UAEM Calls for Canadian Government to Focus on Access
For Immediate Release: December 17, 2025
WASHINGTON, D.C. — UAEM submitted a brief to Canada’s House of Commons Standing Committee on Science and Research to push for a research and development (R&D) framework that strengthens the Canadian government’s commitment to funding biomedical R&D that addresses public health needs, and ensures access is a priority of the commercialization of innovation.
The Standing Committee on Science and Research is in the midst of a study on how to promote and grow private sector investment in research and development in Canada. The study will include an examination of "ways to work with researchers and institutes to advance the commercialization of innovation emerging from research at Canadian Universities to build a stronger innovative economy in Canada.”
The committee will produce a report for the House of Commons, with a request for a government response.
“Shifting more R&D investment and decision-making toward private interests risks turning Canadian health research into a narrow, profit-driven tool instead of a public good,” UAEM’s brief notes. “The historic lesson of insulin is that publicly led, publicly funded research, paired with deliberate decisions to treat health technologies as shared assets, can transform a fatal disease into a manageable condition for millions.”
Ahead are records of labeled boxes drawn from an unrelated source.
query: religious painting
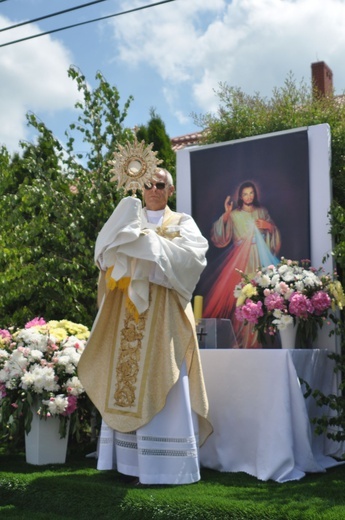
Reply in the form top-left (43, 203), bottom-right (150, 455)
top-left (177, 125), bottom-right (330, 348)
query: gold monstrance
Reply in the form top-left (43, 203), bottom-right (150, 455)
top-left (109, 137), bottom-right (162, 197)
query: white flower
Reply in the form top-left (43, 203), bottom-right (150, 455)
top-left (28, 349), bottom-right (43, 363)
top-left (66, 376), bottom-right (84, 397)
top-left (42, 394), bottom-right (68, 415)
top-left (21, 365), bottom-right (60, 394)
top-left (272, 314), bottom-right (293, 330)
top-left (258, 274), bottom-right (271, 287)
top-left (14, 327), bottom-right (48, 352)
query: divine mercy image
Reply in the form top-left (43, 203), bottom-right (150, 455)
top-left (190, 132), bottom-right (310, 349)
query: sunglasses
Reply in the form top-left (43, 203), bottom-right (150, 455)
top-left (144, 182), bottom-right (165, 190)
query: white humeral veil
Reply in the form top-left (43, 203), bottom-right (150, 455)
top-left (78, 199), bottom-right (212, 484)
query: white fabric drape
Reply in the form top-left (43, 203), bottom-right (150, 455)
top-left (97, 363), bottom-right (200, 484)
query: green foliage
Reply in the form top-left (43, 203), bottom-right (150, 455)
top-left (0, 68), bottom-right (133, 327)
top-left (194, 74), bottom-right (345, 440)
top-left (0, 443), bottom-right (345, 520)
top-left (194, 74), bottom-right (345, 285)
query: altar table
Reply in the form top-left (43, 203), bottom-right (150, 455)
top-left (200, 349), bottom-right (339, 482)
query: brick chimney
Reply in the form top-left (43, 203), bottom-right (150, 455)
top-left (311, 61), bottom-right (333, 96)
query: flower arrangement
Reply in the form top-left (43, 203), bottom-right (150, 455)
top-left (234, 257), bottom-right (345, 344)
top-left (0, 318), bottom-right (89, 439)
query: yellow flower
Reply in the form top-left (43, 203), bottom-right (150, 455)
top-left (329, 280), bottom-right (345, 309)
top-left (236, 283), bottom-right (257, 307)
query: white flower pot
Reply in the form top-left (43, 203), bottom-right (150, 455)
top-left (279, 321), bottom-right (298, 349)
top-left (25, 413), bottom-right (69, 465)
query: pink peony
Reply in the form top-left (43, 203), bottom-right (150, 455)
top-left (0, 329), bottom-right (12, 341)
top-left (264, 293), bottom-right (285, 311)
top-left (289, 292), bottom-right (314, 319)
top-left (311, 291), bottom-right (332, 315)
top-left (236, 299), bottom-right (264, 323)
top-left (0, 383), bottom-right (7, 399)
top-left (25, 318), bottom-right (46, 329)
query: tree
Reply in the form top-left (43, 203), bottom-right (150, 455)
top-left (0, 68), bottom-right (133, 327)
top-left (194, 75), bottom-right (345, 441)
top-left (136, 108), bottom-right (176, 209)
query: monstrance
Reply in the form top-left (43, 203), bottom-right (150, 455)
top-left (109, 137), bottom-right (162, 197)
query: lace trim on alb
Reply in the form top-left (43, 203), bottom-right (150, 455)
top-left (138, 448), bottom-right (198, 458)
top-left (137, 435), bottom-right (196, 444)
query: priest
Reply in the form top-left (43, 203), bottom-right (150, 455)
top-left (78, 167), bottom-right (212, 485)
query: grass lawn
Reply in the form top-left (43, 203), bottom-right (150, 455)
top-left (0, 446), bottom-right (345, 520)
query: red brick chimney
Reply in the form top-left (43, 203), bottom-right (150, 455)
top-left (311, 61), bottom-right (333, 96)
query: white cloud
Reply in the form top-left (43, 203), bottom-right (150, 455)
top-left (0, 16), bottom-right (79, 151)
top-left (113, 0), bottom-right (345, 118)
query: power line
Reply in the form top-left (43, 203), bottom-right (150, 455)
top-left (0, 0), bottom-right (113, 32)
top-left (0, 0), bottom-right (176, 47)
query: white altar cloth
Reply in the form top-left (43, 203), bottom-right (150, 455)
top-left (200, 349), bottom-right (339, 482)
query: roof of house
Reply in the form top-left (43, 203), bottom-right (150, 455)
top-left (171, 132), bottom-right (203, 152)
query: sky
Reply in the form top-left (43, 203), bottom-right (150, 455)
top-left (0, 0), bottom-right (345, 153)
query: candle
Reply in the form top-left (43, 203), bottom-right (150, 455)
top-left (194, 296), bottom-right (203, 323)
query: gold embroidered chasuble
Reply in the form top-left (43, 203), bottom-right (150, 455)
top-left (78, 199), bottom-right (212, 444)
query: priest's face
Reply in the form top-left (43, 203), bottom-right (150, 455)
top-left (144, 170), bottom-right (174, 211)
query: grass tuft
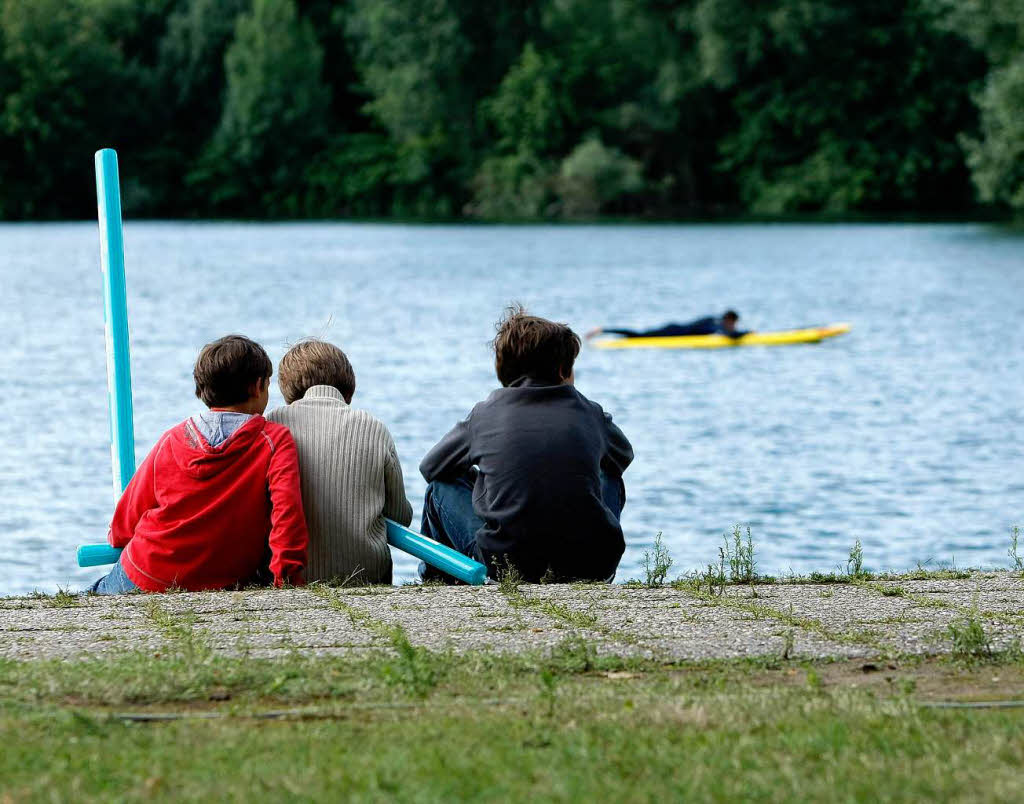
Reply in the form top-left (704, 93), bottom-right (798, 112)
top-left (949, 608), bottom-right (992, 662)
top-left (43, 586), bottom-right (81, 608)
top-left (1007, 525), bottom-right (1024, 575)
top-left (643, 532), bottom-right (672, 589)
top-left (846, 539), bottom-right (865, 578)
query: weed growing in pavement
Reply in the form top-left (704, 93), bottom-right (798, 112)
top-left (381, 626), bottom-right (442, 697)
top-left (949, 606), bottom-right (992, 662)
top-left (643, 532), bottom-right (672, 589)
top-left (780, 630), bottom-right (796, 662)
top-left (846, 539), bottom-right (864, 578)
top-left (697, 547), bottom-right (726, 597)
top-left (498, 556), bottom-right (522, 595)
top-left (722, 524), bottom-right (758, 584)
top-left (43, 586), bottom-right (79, 608)
top-left (1007, 525), bottom-right (1024, 574)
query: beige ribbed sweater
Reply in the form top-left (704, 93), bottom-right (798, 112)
top-left (266, 385), bottom-right (413, 584)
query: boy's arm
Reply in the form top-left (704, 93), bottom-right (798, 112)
top-left (384, 442), bottom-right (413, 525)
top-left (601, 413), bottom-right (633, 476)
top-left (106, 435), bottom-right (167, 548)
top-left (420, 414), bottom-right (473, 483)
top-left (267, 428), bottom-right (309, 586)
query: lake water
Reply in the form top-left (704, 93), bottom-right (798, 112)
top-left (0, 223), bottom-right (1024, 594)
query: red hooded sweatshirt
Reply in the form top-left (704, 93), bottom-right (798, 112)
top-left (109, 416), bottom-right (308, 592)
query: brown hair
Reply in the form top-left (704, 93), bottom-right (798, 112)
top-left (492, 304), bottom-right (580, 385)
top-left (278, 338), bottom-right (355, 405)
top-left (193, 335), bottom-right (273, 408)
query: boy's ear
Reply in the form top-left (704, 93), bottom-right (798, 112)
top-left (249, 377), bottom-right (270, 396)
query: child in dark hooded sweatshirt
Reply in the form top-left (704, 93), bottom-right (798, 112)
top-left (92, 335), bottom-right (307, 594)
top-left (420, 307), bottom-right (633, 582)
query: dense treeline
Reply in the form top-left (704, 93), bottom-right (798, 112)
top-left (0, 0), bottom-right (1024, 219)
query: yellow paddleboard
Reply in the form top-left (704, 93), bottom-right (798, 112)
top-left (593, 324), bottom-right (850, 349)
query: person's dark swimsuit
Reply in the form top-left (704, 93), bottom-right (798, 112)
top-left (601, 315), bottom-right (748, 338)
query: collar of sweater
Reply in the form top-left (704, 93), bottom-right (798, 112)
top-left (302, 385), bottom-right (348, 408)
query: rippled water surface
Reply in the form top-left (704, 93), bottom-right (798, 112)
top-left (0, 223), bottom-right (1024, 594)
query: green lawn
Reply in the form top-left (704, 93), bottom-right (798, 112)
top-left (0, 629), bottom-right (1024, 803)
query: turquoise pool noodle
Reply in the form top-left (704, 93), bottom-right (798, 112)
top-left (95, 149), bottom-right (135, 495)
top-left (78, 519), bottom-right (487, 586)
top-left (78, 149), bottom-right (487, 586)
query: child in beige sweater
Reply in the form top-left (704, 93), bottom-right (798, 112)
top-left (266, 338), bottom-right (413, 584)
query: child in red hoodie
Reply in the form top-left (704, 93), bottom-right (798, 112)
top-left (91, 335), bottom-right (307, 594)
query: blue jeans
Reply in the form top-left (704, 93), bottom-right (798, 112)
top-left (420, 472), bottom-right (626, 580)
top-left (88, 561), bottom-right (138, 595)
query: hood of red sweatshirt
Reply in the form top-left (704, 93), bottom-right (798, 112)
top-left (167, 416), bottom-right (266, 479)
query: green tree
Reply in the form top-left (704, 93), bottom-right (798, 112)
top-left (694, 0), bottom-right (984, 213)
top-left (949, 0), bottom-right (1024, 211)
top-left (0, 0), bottom-right (166, 218)
top-left (189, 0), bottom-right (330, 216)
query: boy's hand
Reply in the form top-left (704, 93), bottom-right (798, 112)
top-left (274, 570), bottom-right (306, 589)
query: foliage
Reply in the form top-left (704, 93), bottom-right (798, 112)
top-left (191, 0), bottom-right (329, 216)
top-left (846, 539), bottom-right (865, 578)
top-left (643, 534), bottom-right (672, 589)
top-left (0, 0), bottom-right (1011, 219)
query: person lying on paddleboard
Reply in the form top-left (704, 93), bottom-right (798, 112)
top-left (587, 310), bottom-right (750, 340)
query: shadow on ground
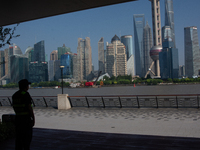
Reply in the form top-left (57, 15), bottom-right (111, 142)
top-left (0, 128), bottom-right (200, 150)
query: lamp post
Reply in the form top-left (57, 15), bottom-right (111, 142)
top-left (60, 66), bottom-right (65, 94)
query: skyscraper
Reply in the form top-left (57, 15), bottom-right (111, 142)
top-left (121, 35), bottom-right (133, 60)
top-left (106, 35), bottom-right (127, 77)
top-left (98, 37), bottom-right (105, 74)
top-left (10, 55), bottom-right (29, 83)
top-left (50, 50), bottom-right (58, 60)
top-left (184, 26), bottom-right (200, 77)
top-left (33, 41), bottom-right (45, 62)
top-left (58, 44), bottom-right (71, 60)
top-left (25, 46), bottom-right (34, 62)
top-left (165, 0), bottom-right (176, 48)
top-left (77, 37), bottom-right (92, 81)
top-left (13, 44), bottom-right (22, 55)
top-left (60, 53), bottom-right (73, 78)
top-left (143, 22), bottom-right (154, 77)
top-left (133, 14), bottom-right (145, 76)
top-left (149, 0), bottom-right (162, 77)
UAEM calls for stronger public funding for biomedical R&D, especially to fund neglected health areas and public health priorities, and access conditions at both the federal and university level for biomedical research.
“Access must be a top priority for the House of Commons,” said Khardjatou Marianne Djigo, McGill University student and UAEM’s Canadian Access team lead. “The impact of Canadian R&D in Canada and globally will be stifled without access conditions that ensure it reaches those who need it.”